Libya is facing financial disaster if the Libyan National Army does not lift the oil port blockade, the Prime Minister of the UN-recognized Government of National Accord said as quoted by local media.
“The continuation of the shutdowns will result in a catastrophic financial crisis,” said Fayez Serraj. “Losses from the oil shutdowns have exceeded $1.4bn. The figure is increasing every day.”
The blockade began in mid-January when a group of paramilitary formations affiliated with General Khalifa Haftar’s Libyan National Army occupied the country’s oil export terminals along with pipelines and fields. The blockade came amid continued fighting between the LNA, which is loyal to the eastern Libyan government and the forces loyal to the Government of National Accord.

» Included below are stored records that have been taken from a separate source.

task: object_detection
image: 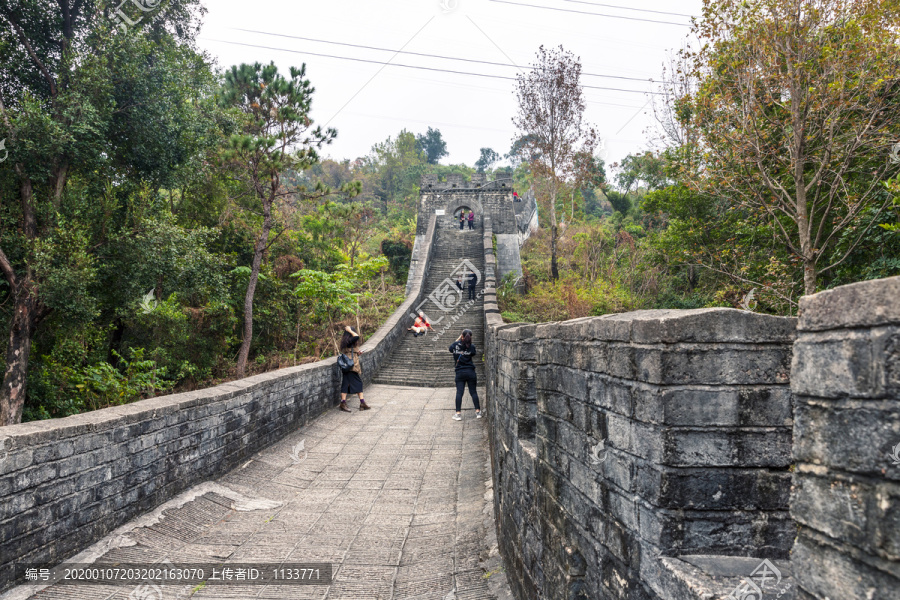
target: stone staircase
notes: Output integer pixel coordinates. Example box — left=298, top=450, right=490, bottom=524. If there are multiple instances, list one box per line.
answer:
left=373, top=216, right=484, bottom=387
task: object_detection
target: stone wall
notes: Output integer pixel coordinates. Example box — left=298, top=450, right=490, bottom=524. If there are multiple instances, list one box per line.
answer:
left=484, top=213, right=795, bottom=600
left=0, top=217, right=435, bottom=591
left=488, top=309, right=794, bottom=599
left=485, top=264, right=900, bottom=600
left=791, top=277, right=900, bottom=600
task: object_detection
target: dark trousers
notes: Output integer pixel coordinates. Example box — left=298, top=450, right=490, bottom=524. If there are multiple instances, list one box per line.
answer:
left=456, top=369, right=481, bottom=412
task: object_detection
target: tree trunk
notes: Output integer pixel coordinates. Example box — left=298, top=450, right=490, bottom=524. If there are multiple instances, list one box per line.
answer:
left=0, top=286, right=41, bottom=426
left=550, top=184, right=565, bottom=281
left=237, top=201, right=272, bottom=379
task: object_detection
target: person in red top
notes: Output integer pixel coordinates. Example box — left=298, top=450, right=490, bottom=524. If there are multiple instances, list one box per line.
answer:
left=407, top=310, right=431, bottom=337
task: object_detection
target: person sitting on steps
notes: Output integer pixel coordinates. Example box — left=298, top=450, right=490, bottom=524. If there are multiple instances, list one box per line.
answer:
left=340, top=325, right=372, bottom=412
left=407, top=310, right=431, bottom=337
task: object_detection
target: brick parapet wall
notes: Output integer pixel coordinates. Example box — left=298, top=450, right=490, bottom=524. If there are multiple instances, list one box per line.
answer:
left=0, top=216, right=436, bottom=591
left=791, top=277, right=900, bottom=600
left=485, top=290, right=795, bottom=600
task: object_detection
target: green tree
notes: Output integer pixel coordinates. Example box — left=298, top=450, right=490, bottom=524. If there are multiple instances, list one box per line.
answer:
left=220, top=63, right=337, bottom=377
left=614, top=152, right=669, bottom=194
left=680, top=0, right=900, bottom=294
left=372, top=129, right=426, bottom=216
left=0, top=0, right=205, bottom=425
left=416, top=127, right=450, bottom=165
left=475, top=148, right=500, bottom=173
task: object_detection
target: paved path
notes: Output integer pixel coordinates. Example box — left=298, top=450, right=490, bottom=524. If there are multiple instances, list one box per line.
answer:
left=18, top=385, right=508, bottom=600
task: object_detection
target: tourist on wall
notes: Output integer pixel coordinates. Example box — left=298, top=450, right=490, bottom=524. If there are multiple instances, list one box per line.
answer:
left=407, top=310, right=431, bottom=337
left=340, top=325, right=371, bottom=412
left=450, top=329, right=481, bottom=421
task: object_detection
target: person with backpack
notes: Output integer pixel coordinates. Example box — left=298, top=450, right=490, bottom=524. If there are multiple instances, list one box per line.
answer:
left=450, top=329, right=481, bottom=421
left=338, top=325, right=372, bottom=412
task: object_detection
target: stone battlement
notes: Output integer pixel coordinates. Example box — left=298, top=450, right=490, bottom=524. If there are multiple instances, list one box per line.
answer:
left=421, top=173, right=513, bottom=193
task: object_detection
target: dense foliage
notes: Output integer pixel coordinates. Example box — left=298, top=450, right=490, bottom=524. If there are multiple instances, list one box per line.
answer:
left=0, top=0, right=458, bottom=424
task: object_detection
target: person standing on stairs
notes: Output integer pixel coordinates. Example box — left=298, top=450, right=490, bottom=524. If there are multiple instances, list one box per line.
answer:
left=340, top=325, right=372, bottom=412
left=450, top=329, right=481, bottom=421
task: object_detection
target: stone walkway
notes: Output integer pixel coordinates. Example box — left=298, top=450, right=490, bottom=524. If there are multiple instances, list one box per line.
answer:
left=5, top=385, right=508, bottom=600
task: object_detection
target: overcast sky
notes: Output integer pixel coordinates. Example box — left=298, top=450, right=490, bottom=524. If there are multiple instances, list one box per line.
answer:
left=199, top=0, right=701, bottom=165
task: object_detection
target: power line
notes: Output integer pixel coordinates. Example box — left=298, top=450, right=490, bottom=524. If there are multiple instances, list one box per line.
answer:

Since then, Libya’s oil production has slumped from over 1.2 million bpd to less than 200,000 bpd. In late January, NOC’s chairman Mustafa Sanalla told Bloomberg that Libya could lose all of its oil production if the blockade was not lifted soon, and the latest production figures suggest that output may indeed be heading for zero, with no free storage space left to stock oil from still-producing fields.
“Certainly, in light of the continued closure of oil facilities, the 2020 budget will face a deficit and [it] will drop to its lowest levels,” Prime Minister Serraj said.
For now, however, there does not seem to be a light at the end of the tunnel. Despite rounds and rounds of talks, the warring sides cannot seem to find common ground for a ceasefire that would last long enough for oil production to start recovering.
“We warned against using oil as a pressure card,” Serraj also said, as quoted by Reuters. The PM added the Government of National Accord will prosecute the parties that initiated the blockade, although he provided no details as to how this will happen.